Two flags are designated for toggling an armor stand baseplate and arms. If `query.is_angry` is set to true, the render controller will not render arms on an armor stand. If `query.is_admiring` is set to true, then the armor stand will not render its baseplate. Bedrock without resource packs does not care about these values, so any setup without this resource pack will not break.
In order to easily compress and send over rotation values over the network, we cut off the float rotation values in favor of integer values. The original implementation for each rotation of a limb was set up like the following:
```
query.example = XXXYYYZZZ
```
The first three digits were designated for the X, the second three for Y, and the final three for Z. Each one went from 0 to 360 - allowing a full rotation on each axis. Unfortunately, Bedrock has some unknown integer limit that cuts off such a large number, so a new system was designed.
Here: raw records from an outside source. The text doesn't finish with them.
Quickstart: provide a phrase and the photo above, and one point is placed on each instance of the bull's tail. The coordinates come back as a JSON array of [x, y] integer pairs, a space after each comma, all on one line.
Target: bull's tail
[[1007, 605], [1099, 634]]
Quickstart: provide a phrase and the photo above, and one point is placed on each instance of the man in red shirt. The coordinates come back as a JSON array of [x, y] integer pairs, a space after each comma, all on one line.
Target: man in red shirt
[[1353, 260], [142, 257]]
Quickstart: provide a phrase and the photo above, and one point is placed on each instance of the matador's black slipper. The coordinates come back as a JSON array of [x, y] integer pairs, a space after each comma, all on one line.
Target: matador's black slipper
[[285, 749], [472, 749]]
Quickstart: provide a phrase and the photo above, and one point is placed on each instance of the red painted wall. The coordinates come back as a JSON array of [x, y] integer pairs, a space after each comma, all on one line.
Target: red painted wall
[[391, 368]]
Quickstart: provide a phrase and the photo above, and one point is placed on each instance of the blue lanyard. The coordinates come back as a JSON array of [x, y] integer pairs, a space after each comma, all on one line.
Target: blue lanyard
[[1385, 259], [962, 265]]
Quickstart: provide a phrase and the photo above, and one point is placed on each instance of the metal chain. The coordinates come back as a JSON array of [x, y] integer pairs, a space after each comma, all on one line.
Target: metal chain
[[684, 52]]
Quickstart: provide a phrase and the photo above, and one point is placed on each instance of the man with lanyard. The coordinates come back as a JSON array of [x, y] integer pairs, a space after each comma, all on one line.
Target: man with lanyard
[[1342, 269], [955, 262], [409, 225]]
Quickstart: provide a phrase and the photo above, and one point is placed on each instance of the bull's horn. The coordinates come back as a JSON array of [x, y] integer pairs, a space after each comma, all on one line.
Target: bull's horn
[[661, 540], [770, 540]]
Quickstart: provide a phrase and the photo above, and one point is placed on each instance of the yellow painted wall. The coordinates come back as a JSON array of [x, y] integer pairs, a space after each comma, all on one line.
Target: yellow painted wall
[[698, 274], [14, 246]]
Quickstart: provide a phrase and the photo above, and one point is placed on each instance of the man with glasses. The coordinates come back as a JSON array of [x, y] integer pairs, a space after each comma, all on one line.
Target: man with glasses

The final product is as follows:
```
query.example = BXXYYZZ
query.example_flag_one = 1.0;
query.example_flag_two = 1.0;
query.example_flag_three = 0.0;
```
B (the first digit of the number) is set up like binary - if 4 is added, then the X rotation should be added by 100; same for Y (2) and Z (1). The following numbers have the remaining value, up to 180 degrees, and are added on top of whatever B determines for that rotation. In order to compensate for the lack of range, three flags are set aside for each rotation to determine if a number is negative. If the corresponding flag of each axis is true, then the number is toggled as negative. This could also have been implemented as binary in the number, but was not implemented due to precision concerns.